Reconfiguração da extrema-direita: uma análise da composição eleitoral dos Fratelli d’Italia e da Lega depois das eleições nacionais italianas de 2022 | Giuseppe Cugnata
As eleições italianas de 2022 foram ganhas pela coligação de direita. No entanto, esta vitória esconde divisões internas profundas. Uma análise das transferências eleitorais mostra que enquanto o partido pós-fascista Fratelli d’Italia (FDI), liderado pela primeira-ministra Giorgia Meloni conseguiu 26% dos votos, fê-lo principalmente à custa dos aliados Forza Italia (partido de Silvio Berlusconi) e da Lega de Matteo Salvini, particularmente nos redutos do norte de Itália.
A análise da composição socioeconómica dos dois partidos revela uma diferença entre os FDI e a Lega: o primeiro obteve votação especialmente nas classes médias, enquanto o segundo preservou parte do eleitorado popular, perdendo eleitorado “tradicional” – trabalhadores independente e empresários. Por fim, a análise do posicionamento ideológico mostra que o voto nos FDI e na Lega está totalmente enraizado no campo da direita.
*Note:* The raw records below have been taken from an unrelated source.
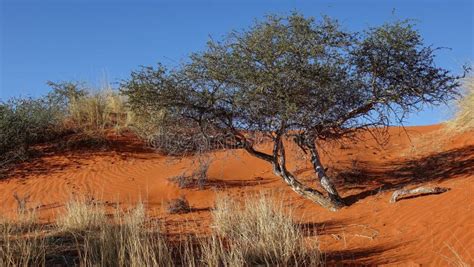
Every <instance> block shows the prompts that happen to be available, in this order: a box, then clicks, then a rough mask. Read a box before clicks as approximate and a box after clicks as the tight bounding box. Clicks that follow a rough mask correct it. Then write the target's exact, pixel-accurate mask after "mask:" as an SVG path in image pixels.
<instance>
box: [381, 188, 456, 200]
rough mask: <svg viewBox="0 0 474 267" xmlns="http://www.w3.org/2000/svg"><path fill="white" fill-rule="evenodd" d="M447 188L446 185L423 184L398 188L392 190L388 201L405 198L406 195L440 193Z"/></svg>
mask: <svg viewBox="0 0 474 267" xmlns="http://www.w3.org/2000/svg"><path fill="white" fill-rule="evenodd" d="M449 190H450V189H449V188H446V187H424V186H420V187H417V188H414V189H400V190H397V191H395V192H393V194H392V198H390V203H395V202H397V201H398V200H400V199H403V198H407V197H417V196H423V195H433V194H441V193H444V192H446V191H449Z"/></svg>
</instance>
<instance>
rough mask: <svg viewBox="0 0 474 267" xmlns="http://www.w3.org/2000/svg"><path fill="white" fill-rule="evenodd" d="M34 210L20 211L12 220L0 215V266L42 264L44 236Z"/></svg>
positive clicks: (44, 250)
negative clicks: (3, 217)
mask: <svg viewBox="0 0 474 267" xmlns="http://www.w3.org/2000/svg"><path fill="white" fill-rule="evenodd" d="M42 228H43V227H42V226H41V225H39V224H37V222H36V214H35V213H34V212H26V211H24V212H22V213H19V214H18V219H17V220H16V221H12V220H10V219H7V218H1V217H0V266H44V265H45V260H46V247H47V246H46V238H45V236H44V235H42V234H41V232H42V231H43V229H42Z"/></svg>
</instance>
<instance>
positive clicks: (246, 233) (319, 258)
mask: <svg viewBox="0 0 474 267" xmlns="http://www.w3.org/2000/svg"><path fill="white" fill-rule="evenodd" d="M275 201H277V202H276V203H275ZM212 215H213V224H212V226H211V227H213V230H214V232H213V233H214V236H213V238H212V239H211V240H212V242H214V243H215V244H222V243H224V244H227V246H228V247H229V249H227V250H224V251H222V252H221V253H219V254H220V255H219V254H218V255H219V256H220V257H221V259H220V261H222V262H227V263H229V265H228V266H255V265H266V266H298V265H300V266H318V265H320V263H321V262H320V255H319V251H318V250H317V249H316V248H315V247H308V246H307V245H306V244H305V241H304V240H305V238H304V235H303V232H302V230H301V229H300V228H298V227H297V226H296V225H295V223H294V222H293V220H292V218H291V214H290V215H288V214H287V213H286V212H285V210H284V208H283V202H281V200H280V201H278V200H274V199H271V198H270V197H267V196H264V195H261V196H260V197H258V198H256V197H249V198H248V199H247V200H245V201H244V204H243V207H241V205H240V204H239V202H238V201H236V200H232V199H229V198H226V197H220V198H218V200H217V201H216V208H215V210H214V211H213V212H212ZM215 247H217V248H219V246H218V245H214V248H215ZM209 251H212V250H209ZM215 254H216V253H215V252H212V253H211V255H208V258H212V257H213V256H214V257H215V256H216V255H215ZM213 261H214V262H215V263H218V262H219V260H218V259H216V258H215V259H214V260H213Z"/></svg>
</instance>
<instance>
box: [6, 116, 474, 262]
mask: <svg viewBox="0 0 474 267" xmlns="http://www.w3.org/2000/svg"><path fill="white" fill-rule="evenodd" d="M389 132H390V136H391V138H390V141H389V143H388V144H385V145H384V147H383V148H382V147H381V146H380V145H378V144H377V143H376V142H375V141H373V140H371V139H370V136H369V135H368V134H366V135H361V138H362V140H361V141H357V142H351V143H350V144H345V145H341V144H324V147H325V150H326V151H327V152H329V153H328V154H326V153H325V155H324V158H323V160H324V162H325V163H326V164H327V166H328V167H329V172H330V173H332V174H333V175H334V180H335V182H336V183H337V185H338V188H339V190H340V193H341V194H342V196H343V197H344V198H345V200H346V201H347V202H349V203H351V205H350V206H349V207H346V208H344V209H342V210H340V211H338V212H330V211H327V210H325V209H323V208H321V207H319V206H317V205H315V204H313V203H311V202H309V201H307V200H304V199H302V198H301V197H299V196H298V195H296V194H295V193H293V192H292V191H291V190H290V189H289V188H288V187H287V186H286V185H285V184H284V183H283V181H281V180H280V179H279V178H278V177H276V176H274V175H273V174H272V172H271V168H270V166H269V165H268V163H266V162H264V161H261V160H259V159H256V158H253V157H251V156H249V155H248V154H247V153H245V152H244V151H240V150H236V151H219V152H216V153H214V154H213V155H212V157H213V162H212V165H211V169H210V171H209V177H210V179H211V181H210V183H209V185H208V186H206V188H205V189H204V190H197V189H186V190H183V189H179V188H178V187H176V186H175V185H174V184H172V183H170V182H169V181H168V180H167V178H169V177H171V176H175V175H178V174H181V173H182V172H183V171H185V170H186V169H189V168H190V166H192V164H193V162H192V159H189V158H185V159H172V158H170V157H164V156H160V155H158V154H156V153H154V152H153V151H151V150H148V149H145V148H143V145H142V144H141V143H140V142H139V141H137V140H136V139H135V138H133V136H131V135H125V136H121V137H113V138H111V147H110V149H107V150H106V151H91V150H76V151H70V152H61V153H58V152H54V151H51V152H48V151H47V149H46V150H45V151H46V152H45V155H44V156H42V157H40V158H38V159H35V160H33V161H31V162H29V163H25V164H22V165H20V166H19V167H17V168H16V169H15V170H13V171H12V172H11V173H10V174H9V175H8V177H7V178H4V179H2V180H0V203H1V206H0V212H1V214H7V215H8V214H12V213H14V212H15V210H16V202H15V200H14V198H13V193H14V192H17V194H18V195H19V196H26V195H29V196H30V198H29V202H28V207H30V208H34V207H37V208H38V210H39V211H40V215H41V218H42V219H44V220H46V221H48V220H52V219H53V218H54V215H56V214H58V213H60V212H61V211H62V210H63V206H64V203H65V202H66V201H68V200H69V199H71V198H72V197H74V196H84V195H87V196H90V197H94V199H95V200H97V201H101V203H104V205H107V204H110V205H113V203H117V202H120V203H121V204H123V205H128V204H134V203H136V202H137V201H140V200H141V201H143V202H145V203H146V205H147V208H148V210H149V212H150V214H151V215H152V216H157V217H159V218H161V219H162V220H163V221H164V222H165V225H166V227H167V228H168V229H169V231H170V232H174V233H183V232H185V233H189V232H195V233H205V232H206V231H208V225H209V224H210V222H211V218H210V209H211V208H212V207H213V202H214V198H215V196H216V194H228V195H231V196H234V197H239V196H244V195H245V194H247V193H250V192H256V191H261V192H267V191H268V192H270V191H276V192H279V193H280V194H282V195H283V197H284V199H285V203H287V205H288V206H290V207H292V208H294V209H295V212H294V213H295V214H294V216H295V219H296V220H297V221H298V222H299V223H301V224H302V226H304V227H306V228H307V229H308V228H309V229H312V230H314V231H315V232H316V233H317V236H318V239H319V242H320V247H321V250H322V251H324V252H325V255H326V260H327V262H328V263H329V264H331V263H334V262H341V263H345V264H367V265H376V264H395V265H397V264H398V265H413V266H417V265H419V264H430V265H436V266H446V265H449V264H450V260H453V259H455V258H456V255H455V254H454V253H458V254H459V256H460V257H461V258H462V259H463V261H464V262H466V263H469V264H473V263H474V207H473V204H474V190H473V189H474V179H473V178H474V137H473V136H474V134H473V132H470V133H464V134H457V135H455V136H450V135H448V133H446V132H445V131H444V129H443V128H442V126H439V125H435V126H425V127H407V128H406V131H405V130H404V129H402V128H398V127H393V128H390V129H389ZM407 133H408V135H409V137H408V136H407ZM290 151H293V152H294V151H295V150H294V149H293V150H292V149H290ZM289 153H290V152H289ZM291 154H293V155H294V154H296V153H291ZM301 157H303V155H299V158H301ZM295 158H296V157H293V158H291V159H290V160H289V162H290V163H292V164H290V166H289V167H290V168H289V169H290V170H292V171H294V172H295V173H296V174H297V175H298V176H299V177H300V178H301V179H302V180H303V181H304V182H306V183H308V184H311V185H313V186H314V185H315V183H314V178H313V173H312V171H311V168H310V166H309V165H308V164H307V163H306V162H304V161H303V160H296V159H295ZM295 162H296V163H295ZM427 184H429V185H440V186H445V187H449V188H451V190H450V191H448V192H446V193H443V194H440V195H430V196H422V197H418V198H411V199H405V200H401V201H399V202H397V203H395V204H390V203H388V201H389V199H390V196H391V193H392V192H393V190H395V189H396V188H398V187H399V186H401V185H406V187H416V186H417V185H427ZM180 195H185V196H186V198H187V199H188V200H189V201H190V204H191V206H192V207H193V208H194V211H193V212H191V213H189V214H185V215H168V214H167V213H166V211H165V209H164V205H163V204H164V203H165V202H166V201H167V200H169V199H172V198H176V197H178V196H180ZM308 238H314V237H308Z"/></svg>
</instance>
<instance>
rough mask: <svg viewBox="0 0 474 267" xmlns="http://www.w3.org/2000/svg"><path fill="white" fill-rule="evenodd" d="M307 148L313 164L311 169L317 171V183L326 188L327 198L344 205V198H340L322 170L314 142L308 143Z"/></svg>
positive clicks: (327, 178) (318, 156)
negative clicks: (309, 154) (307, 148)
mask: <svg viewBox="0 0 474 267" xmlns="http://www.w3.org/2000/svg"><path fill="white" fill-rule="evenodd" d="M308 148H309V150H310V152H311V163H312V164H313V169H314V171H315V172H316V173H317V175H318V178H319V183H320V184H321V186H322V187H323V188H324V190H326V192H327V193H328V195H329V198H331V200H332V201H333V202H335V203H338V205H340V206H345V204H344V200H342V198H341V196H340V195H339V193H338V192H337V189H336V186H335V185H334V184H333V182H332V181H331V180H330V179H329V177H328V176H327V175H326V171H325V170H324V167H323V165H322V164H321V159H320V157H319V154H318V151H317V150H316V147H315V145H314V144H309V145H308Z"/></svg>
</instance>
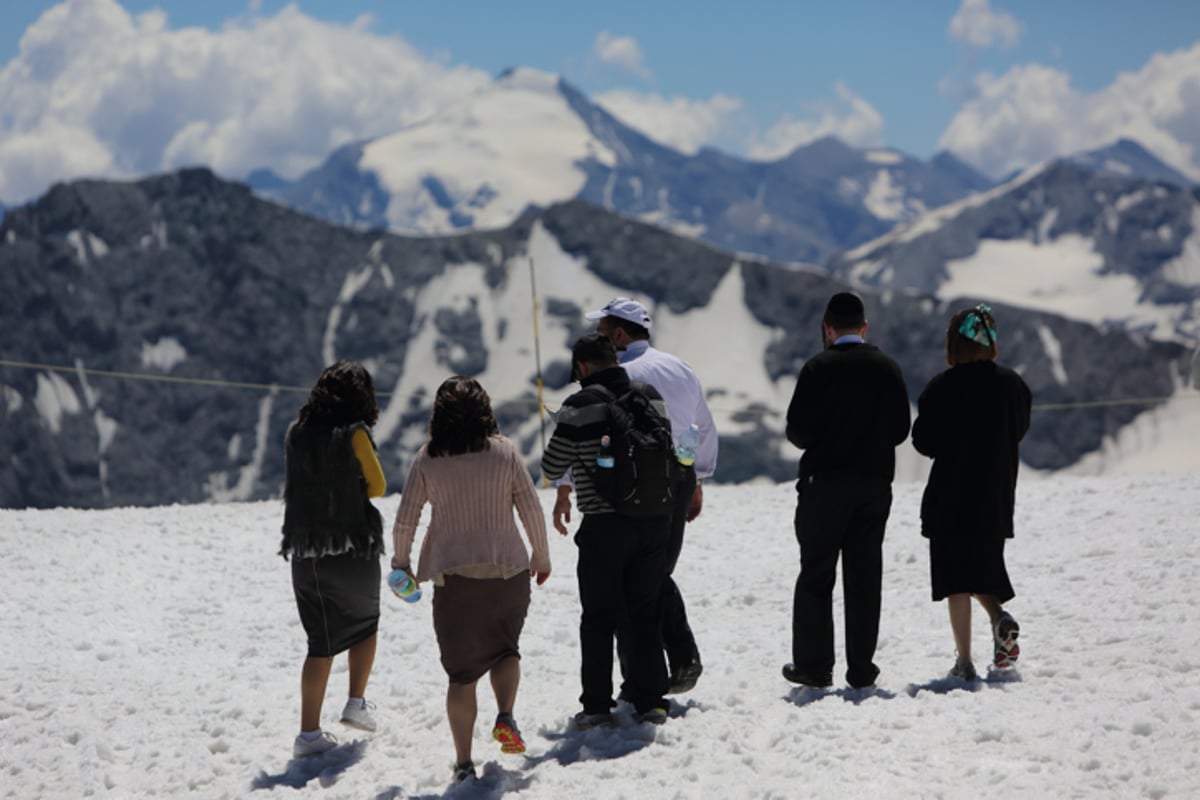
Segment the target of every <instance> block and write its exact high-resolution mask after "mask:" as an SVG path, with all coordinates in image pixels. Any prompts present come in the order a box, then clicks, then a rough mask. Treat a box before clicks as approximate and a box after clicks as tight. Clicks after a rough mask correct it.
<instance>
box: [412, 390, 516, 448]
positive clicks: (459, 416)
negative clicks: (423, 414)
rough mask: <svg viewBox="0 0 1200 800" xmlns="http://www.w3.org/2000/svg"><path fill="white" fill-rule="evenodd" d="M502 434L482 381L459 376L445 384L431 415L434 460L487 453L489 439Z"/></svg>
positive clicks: (432, 441)
mask: <svg viewBox="0 0 1200 800" xmlns="http://www.w3.org/2000/svg"><path fill="white" fill-rule="evenodd" d="M499 432H500V428H499V426H498V425H496V415H494V414H492V399H491V398H490V397H488V396H487V392H485V391H484V387H482V386H480V385H479V381H478V380H475V379H474V378H467V377H466V375H455V377H452V378H446V379H445V380H443V381H442V385H440V386H438V393H437V395H436V396H434V398H433V414H431V415H430V445H428V447H427V449H426V452H428V455H430V456H431V457H434V458H437V457H438V456H460V455H462V453H467V452H479V451H481V450H487V438H488V437H492V435H496V434H498V433H499Z"/></svg>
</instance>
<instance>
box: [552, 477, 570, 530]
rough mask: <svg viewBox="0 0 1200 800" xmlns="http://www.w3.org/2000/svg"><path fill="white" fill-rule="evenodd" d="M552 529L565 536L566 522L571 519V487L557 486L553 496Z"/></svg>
mask: <svg viewBox="0 0 1200 800" xmlns="http://www.w3.org/2000/svg"><path fill="white" fill-rule="evenodd" d="M553 515H554V530H557V531H558V533H560V534H562V535H563V536H566V524H565V523H569V522H570V521H571V487H569V486H559V487H558V494H557V497H556V498H554V511H553Z"/></svg>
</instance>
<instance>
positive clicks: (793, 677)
mask: <svg viewBox="0 0 1200 800" xmlns="http://www.w3.org/2000/svg"><path fill="white" fill-rule="evenodd" d="M784 678H785V679H787V680H788V681H790V682H792V684H799V685H800V686H810V687H812V688H827V687H829V686H833V674H832V673H824V674H821V675H814V674H811V673H805V672H800V670H799V669H797V668H796V664H793V663H791V662H788V663H786V664H784Z"/></svg>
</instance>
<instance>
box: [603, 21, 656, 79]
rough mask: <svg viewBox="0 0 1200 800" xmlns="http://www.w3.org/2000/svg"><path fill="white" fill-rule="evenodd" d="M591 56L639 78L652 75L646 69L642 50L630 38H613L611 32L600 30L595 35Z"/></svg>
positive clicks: (645, 76) (635, 39)
mask: <svg viewBox="0 0 1200 800" xmlns="http://www.w3.org/2000/svg"><path fill="white" fill-rule="evenodd" d="M592 54H593V55H594V56H595V58H596V59H598V60H600V62H602V64H607V65H611V66H614V67H619V68H622V70H624V71H625V72H629V73H630V74H635V76H637V77H640V78H649V77H650V74H652V73H650V71H649V70H648V68H647V67H646V62H644V59H643V56H642V48H641V46H640V44H638V43H637V40H636V38H634V37H632V36H614V35H613V34H612V32H610V31H606V30H602V31H600V32H599V34H596V38H595V42H593V44H592Z"/></svg>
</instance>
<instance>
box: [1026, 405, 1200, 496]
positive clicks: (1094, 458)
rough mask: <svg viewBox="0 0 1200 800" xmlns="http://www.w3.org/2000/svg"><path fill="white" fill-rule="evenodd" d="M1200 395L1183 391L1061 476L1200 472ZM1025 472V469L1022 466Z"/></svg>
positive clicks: (1151, 412) (1145, 474) (1121, 474)
mask: <svg viewBox="0 0 1200 800" xmlns="http://www.w3.org/2000/svg"><path fill="white" fill-rule="evenodd" d="M1198 438H1200V391H1196V390H1195V389H1181V390H1180V391H1178V393H1176V395H1175V396H1174V397H1171V399H1170V401H1168V402H1166V403H1165V404H1163V405H1160V407H1158V408H1156V409H1154V410H1152V411H1147V413H1146V414H1142V415H1140V416H1139V417H1138V419H1136V420H1134V421H1133V422H1132V423H1130V425H1127V426H1124V427H1123V428H1121V432H1120V433H1118V434H1117V435H1115V437H1105V439H1104V445H1103V446H1102V447H1100V449H1099V450H1097V451H1093V452H1091V453H1088V455H1086V456H1084V457H1082V458H1081V459H1079V462H1078V463H1075V464H1073V465H1072V467H1068V468H1067V469H1064V470H1062V471H1060V473H1057V474H1058V475H1150V474H1186V473H1196V471H1200V447H1196V446H1195V443H1196V441H1198ZM1021 469H1022V470H1024V469H1025V467H1024V465H1022V468H1021Z"/></svg>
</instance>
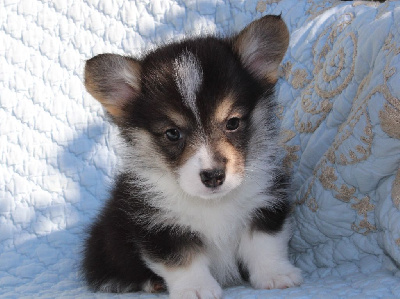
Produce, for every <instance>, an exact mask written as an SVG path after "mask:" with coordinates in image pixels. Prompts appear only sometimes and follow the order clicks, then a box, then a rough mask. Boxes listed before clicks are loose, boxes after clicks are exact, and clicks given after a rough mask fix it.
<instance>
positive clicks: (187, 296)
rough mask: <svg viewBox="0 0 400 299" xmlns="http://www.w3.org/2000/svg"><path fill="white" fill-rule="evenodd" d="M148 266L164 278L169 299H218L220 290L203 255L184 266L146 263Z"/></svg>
mask: <svg viewBox="0 0 400 299" xmlns="http://www.w3.org/2000/svg"><path fill="white" fill-rule="evenodd" d="M146 262H147V264H148V266H149V267H150V268H151V269H152V270H153V271H154V272H155V273H156V274H157V275H159V276H161V277H162V278H164V280H165V282H166V284H167V287H168V291H169V295H170V298H171V299H218V298H221V297H222V289H221V287H220V286H219V284H218V282H217V281H216V280H215V279H214V277H212V275H211V273H210V270H209V261H208V259H207V257H206V256H205V255H203V254H198V255H197V256H194V257H192V259H191V261H190V262H189V263H188V264H185V265H167V264H165V263H162V262H152V261H149V260H147V261H146Z"/></svg>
Uma visão global dos resultados das eleições italianas de 2022
A 28 de outubro de 1922, uma manifestação armada orquestrada pelos camisas negras de Benito Mussolini assaltou Roma e outras cidades italianas; a isto se chamou a Marcha Sobre Roma e marcou o início da ditadura fascista[1]. Exatamente cem anos depois, a 22 de outubro de 2022, a líder da extrema-direita italiana Giorgia Meloni é nomeada primeira-ministra da República italiana.
Os antecedentes políticos de Meloni começam nas fileiras do neofascista Movimento Social italiano (Movimento Sociale Italiano - MSI), tornando-se depois uma das figuras de proa da pós-fascista Aliança Nacional (Allleanza Nazionale - NA) e, quando o partido se juntou ao Povo da Liberdade (Popolo della Libertà - PDL) de Silvio Berlusconi, foi nomeada ministra da Juventude do quarto governo de Berlusconi. Em 2012, Meloni criou um partido chamado “Irmãos de Itália” (Fratelli d’Italia – FDI)[2] cujo símbolo - a chama tricolor anteriormente usada pelo MSI e a NA - representa a chama que se ergue do túmulo de Mussolini, evocando uma ligação tácita ao regime fascista[3].
Giorgia Meloni assumiu o cargo de primeira-ministra um mês após a realização das eleições legislativas, que decorreram a 25 de setembro de 2022, e que resultaram na vitória da coligação de direita[4]. Graças a um sistema eleitoral proporcional-maioritário misto - que atribui um terço dos assentos à coligação vencedora - e graças à maior taxa de abstenção na história das eleições italianas (68.3%), a coligação de direita conquistou uma maioria absoluta (43.79%) quer na Câmara dos Deputados, quer no Senado.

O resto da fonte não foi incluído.